Link Search Menu Expand Document

Secret management

If you followed the quick start guide, you most likely added sensitive data to per-environment files, which you don’t want to commit in plaintext. The default configuration assumes you just keep those secret files locally and don’t commit them – thus they are excluded in .gitignore.

However, for sharing with a team or to have the secrets in source control for backup/history reasons, it’s better to check the secret files in, but encrypted. Alternatively, you can get secrets from AWS at runtime.

In this document, we’ll cover the management of 2 types of secrets:

  • Deployment secrets: these are secrets needed to deploy your task but are not required while the task is running. Examples are AWS access keys/secrets. In this example project, the files docker_deploy.env, docker_deploy.<environment>.yml, and deploy/vars/<environment>.yml contain deployment secrets.
  • Runtime secrets: these are secrets that your task uses while it is running. Examples are database passwords and API keys for 3rd party services your task uses. In this example project, the file deploy/files/.env.<environment> contains runtime secrets. The python tasks read this file at runtime using the python-dotenv library.

Three methods of managing secrets that we’ll cover are:

  1. Ansible Vault
  2. git-crypt
  3. Runtime secrets (using AWS Secrets Manager)

Ansible Vault

One option for managing either deployment or runtime secrets is to use Ansible Vault which is well integrated with ansible. Ansible is used to deploy this example project, and it will transparently decrypt files encrypted with ansible-vault when copying them.
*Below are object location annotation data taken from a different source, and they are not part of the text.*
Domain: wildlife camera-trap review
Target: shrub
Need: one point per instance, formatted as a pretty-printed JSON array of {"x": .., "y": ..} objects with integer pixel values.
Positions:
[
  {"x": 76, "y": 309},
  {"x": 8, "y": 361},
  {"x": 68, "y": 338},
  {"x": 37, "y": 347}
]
To use ansible-vault to encrypt your deployment secrets, change your directory to /deploy/vars and run:

ansible-vault encrypt [environment].yml

ansible-vault will prompt for a password, then encrypt the file. To edit it:

ansible-vault edit [environment].yml

Next, change the deployment script deploy.sh to get the encryption password, either from user input, or an external file or script. Detailed instructions are in deploy.sh. You can also modify deploy/ansible.cfg to specify an external file tha contains the encryption password. See this tutorial for more details.

You can also use Ansible Vault to encrypt runtime secrets, by following the steps above for deploy/files/[environment].yml. However, this has the drawback that the secrets will be in plaintext in your container image. For most applications, that is secure enough because AWS ECR stores images encrypted and it is assumed the server you deploy from (which builds and caches Docker images) is secure.

Once you figure out which files to encrypte, uncomment the lines in .gitignore that ignore secret files, since you’ll be checking them in encrypted.


git-crypt

Another option for encryption is git crypt, which encrypt secrets when they are committed to Git. However, this leaves secrets unencrypted in the filesystem where the repository is checked out. That can be advantage as it is easier to edit and search secret files.

If you set up git-crypt, uncomment the lines in .gitignore that ignore secret files, since they will be encrypted in the repository. Also uncomment the lines in .gitattributes that specify which files to encrypt.

The disadvantage of using git-crypt is that if the machine or disk that contains these secret files is compromised, those secrets can be exposed.


Runtime secrets (using AWS Secrets Manager)

As a best practice, runtime secrets should not be present in the Docker images. Instead you can use AWS Secrets Manager to set environment variables that the tasks can read during runtime. To do that, add a secrets section to the extra_task_definition_properties, like this:

task_name_to_config:
    some_task:
        command: "python main.py"
        # ... other properties here
        ecs:
           # ... other properties here
           extra_task_definition_properties:
             secrets:
               -name: SOME_SECRET_NAME
                valueFrom: "arn:aws:ssm:<region>:<aws_account_id>:parameter/parameter_name"

See deploy/common.yml for an example on how to do that.